The New Zealand Government had recently launched the Aotearoa New Zealand Skills Pledge, according to a recent press release.
Supporting business and staff
This initiative aims to double the time spent on employee training and re-skilling that will help both the staff and the organisations they work for prepare for the rapidly changing future of work.
The initiative launched by the Prime Minister and her Business Advisory Council (BAC) commits signatories to doubling investment in re-skilling and training hours by 2025.
The signatories will also report annually on the progress.
The Prime Minister said, “A key pillar of this Coalition Government’s economic plan is to reform skills and trade training to address long-term labour shortages and productivity gaps in the economy, to make sure we are prepared for ongoing automation and the future of work.”
She added that they are doing what they can to support business to train and retrain staff through programmes like Mana in Mahi and the Fees Free policy for post-secondary education.
Who are involved?
Achieving this is not possible without the time and expertise of the BAC members. Working with them makes it possible to build a productive, sustainable economy that works for everyone and is fit for the 21st Century.
Most BAC companies have agreed to sign the pledge as well as some of the country’s largest employers.
Moreover, the Prime Minister has also asked State Services Commission to see which Government departments are best placed to sign up.
The report is unique because the impacts of automation from a task, job, sector and region perspective can be seen, which can be invaluable knowledge for policy makers and businesses.
The Pledge is the first recommendation from the A Future that Works: Harnessing Automation for a More Productive and Skilled New Zealand report developed by BAC and a consulting firm.
Many of the other recommendations relevant to Government work are already under way.
Preparing for what lies ahead
Although New Zealand’s economy was reportedly faring well at the moment with solid GDP growth and low unemployment, there were significant challenges over the horizon.
Together with a predicted downturn in global growth in the next few years and increasing overseas scepticism on free trade and globalism, the issue of automation would have a major effect on the future of work in New Zealand.
While the scope of the changes brought about by automation were hard to predict, there was a need to re-examine the way Kiwis were educated.
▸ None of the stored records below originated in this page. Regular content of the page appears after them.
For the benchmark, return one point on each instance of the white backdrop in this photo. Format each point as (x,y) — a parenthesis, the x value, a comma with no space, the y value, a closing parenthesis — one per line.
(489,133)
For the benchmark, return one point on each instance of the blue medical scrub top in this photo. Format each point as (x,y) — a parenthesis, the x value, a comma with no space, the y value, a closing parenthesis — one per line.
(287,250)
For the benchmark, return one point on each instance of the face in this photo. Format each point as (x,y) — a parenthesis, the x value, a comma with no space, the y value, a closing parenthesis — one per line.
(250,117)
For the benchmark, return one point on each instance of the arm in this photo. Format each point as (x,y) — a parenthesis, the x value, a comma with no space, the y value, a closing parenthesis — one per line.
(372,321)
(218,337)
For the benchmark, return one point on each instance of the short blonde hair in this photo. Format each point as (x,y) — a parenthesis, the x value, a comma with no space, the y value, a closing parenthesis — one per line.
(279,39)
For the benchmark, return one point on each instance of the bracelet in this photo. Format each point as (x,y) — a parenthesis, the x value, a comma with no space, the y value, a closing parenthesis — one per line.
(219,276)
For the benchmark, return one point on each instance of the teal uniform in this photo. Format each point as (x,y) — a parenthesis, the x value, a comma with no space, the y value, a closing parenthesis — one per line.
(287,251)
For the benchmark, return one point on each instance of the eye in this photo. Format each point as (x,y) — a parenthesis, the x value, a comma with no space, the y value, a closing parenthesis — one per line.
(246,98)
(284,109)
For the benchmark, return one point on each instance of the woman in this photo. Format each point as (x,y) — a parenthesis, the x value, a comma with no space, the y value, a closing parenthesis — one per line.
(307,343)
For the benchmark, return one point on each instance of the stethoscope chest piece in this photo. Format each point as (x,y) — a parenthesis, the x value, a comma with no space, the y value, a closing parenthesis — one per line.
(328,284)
There would need to be an adaption to prepare young New Zealanders for a future where they do not know the kind of jobs they would be going into.
Furthermore, there is a need to retrain an existing workforce out of jobs that would no longer exist in 20 years.
Education system should be looked at not in subject terms but in skills terms, problem solving, coding, and resilience as these are the type of soft skills and competencies that will prepare the work for the future.
These are the kinds of skills that will have universal value regardless of what direction the workforce heads in the future.